Данте Алигьери - Божественная комедия. Чистилище

Все авторские права соблюдены. Напишите нам, если Вы не согласны.
Описание книги "Божественная комедия. Чистилище"
Описание и краткое содержание "Божественная комедия. Чистилище" читать бесплатно онлайн.
«Божественная комедия. Чистилище» – вторая часть шедевральной поэмы великого итальянского поэта эпохи Возрождения Данте Алигьери (итал. Dante Alighieri, 1265 – 1321).*** Данте Алигьери заслуженно называют «отцом итальянской литературы». Заблудившись в дремучем лесу, Данте встречает поэта Вергилия, и отправляется с ним в путешествие по загробному миру. Пройдя девять кругов Ада, поэты оказываются в Чистилище, где находятся люди, успевшие перед смертью покаяться в своих грехах. Чтобы попасть в рай, они должны очиститься, испытав муки за свои прегрешения. Две другие части этого гениального произведения – «Ад» и «Рай». Данное издание содержит уникальный редкий перевод Дмитрия Мина, выполненный в 1855 году.
Песнь двадцать вторая
Подъем в шестой круг. – Стаций, его грех и обращение в христианство. – Знаменитые люди древности в Лимбе. – Шестой круг; чревоугодники. – Мистическое дерево. – Примеры воздержания.1. Уж Ангел Божий сзади нас остался,[894] —
Тот Ангел, что в шестую вводит высь,
И знак с меня еще при этом снялся.[895]
4. И тех, что сердцем Правде предались.
Он назвал нам: «Beati»; но глаголы
На sitiunt внезапно прервались.[896]
7. И легче здесь, чем в пройденные долы.[897]
Я восходил, и мне стремиться вслед
Тех легких душ уж не был труд тяжелый.[898]
10. – Мы любим тех, – так начал мой поэт;[899]
В ком к нам горит любовь без лицемерья.
Коль скоро жар их выказан на свет.
13. Так я, – лишь в глубь геенского преддверья[900]
Весть Ювенал принес мне о твоей[901]
Любви ко мне, – предался, полн доверья,
16. Тебе душой: ведь можно нам людей
Заочно причислять к родному кругу…
И жалко мне, что путь здесь не длинней.[902]

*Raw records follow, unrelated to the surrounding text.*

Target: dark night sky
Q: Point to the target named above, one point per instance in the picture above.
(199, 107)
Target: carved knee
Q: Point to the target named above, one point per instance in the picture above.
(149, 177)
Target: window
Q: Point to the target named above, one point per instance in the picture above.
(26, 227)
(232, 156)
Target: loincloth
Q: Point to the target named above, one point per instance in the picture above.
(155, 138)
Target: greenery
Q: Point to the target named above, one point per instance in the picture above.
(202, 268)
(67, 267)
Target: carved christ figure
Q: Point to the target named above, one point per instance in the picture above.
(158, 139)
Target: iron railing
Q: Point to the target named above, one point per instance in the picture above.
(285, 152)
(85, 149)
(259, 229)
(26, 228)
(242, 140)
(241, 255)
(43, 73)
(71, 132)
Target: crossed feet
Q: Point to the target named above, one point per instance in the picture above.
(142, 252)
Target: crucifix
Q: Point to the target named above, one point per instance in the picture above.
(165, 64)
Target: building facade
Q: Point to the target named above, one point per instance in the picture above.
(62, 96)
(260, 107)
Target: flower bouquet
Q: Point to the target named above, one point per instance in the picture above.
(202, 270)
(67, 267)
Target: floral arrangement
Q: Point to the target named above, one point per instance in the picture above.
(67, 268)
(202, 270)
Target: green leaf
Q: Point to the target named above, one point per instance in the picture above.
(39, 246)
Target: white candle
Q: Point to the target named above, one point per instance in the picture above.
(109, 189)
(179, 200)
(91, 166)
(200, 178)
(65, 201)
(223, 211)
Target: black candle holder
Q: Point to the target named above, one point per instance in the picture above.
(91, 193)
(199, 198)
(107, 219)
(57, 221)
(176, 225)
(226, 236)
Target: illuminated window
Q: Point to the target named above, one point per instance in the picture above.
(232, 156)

19. Но объясни, и мне прости, как другу?
Коль будет мной ослаблена узда[903]
Речей, – и мне окажешь тем услугу:
22. Как мог впустить ты скупость без стыда[904]
Во грудь свою, при мудрости толикой,[905]
Так развитой при помощи труда?
25. С улыбкой легкой Стаций светлоликий[906]
Ответил так: – Глагол мне каждый твой —
Залог любви, о наш певец великий.
28. Как часто видим вещи пред собой,
Влекущие к сомненью ум тревожный
От истинных причин их, скрытых мглой![907]
31. Ты, видя круг, где был я, – вывод ложный,
Как кажется, из этого извлек,
Что будто я был злата раб ничтожный.[908]
34. О, нет! поверь, я слишком был далек
От скупости; на много ж лунных сроков[909]
За грех иной Господь меня обрек,[910]
37. И не восстань я от святых уроков,
Тобой преподанных, когда, к стыду
Людей, взывал ты против их пороков,
40. Сказав: – В какую ты влечешь беду,
О, проклятая алчность смертных к злату![911]
Вращая камни, дрался б я в аду.
43. Лишь тут поняв, как тянет нас к разврату[912]
Рук наших ненасытность, – много слез[913]
Там пролил я за добрых чувств утрату.
46. О! сколько мертвых встанет без волос[914]
На головах за то, что так упрямо[915]
В том зле коснели вплоть до смертных гроз!
49. Коль грех какой противоречит прямо
Другому свойством, – знай, он рядом с ним[916]
Здесь должен сохнуть в казни той же самой,[917]
52. И коль мой грех был в том кругу казним,
Где род скупцов слезами платит дани,
То лишь затем, что так противен им.[918]
55. – Но в том, что братьев двух жестоких брани —
Двойную скорбь Иокасты – ты воспел,
Спросил творец пастушеских сказаний,[919]
58. И в том, что лирой Клио ты гремел,[920]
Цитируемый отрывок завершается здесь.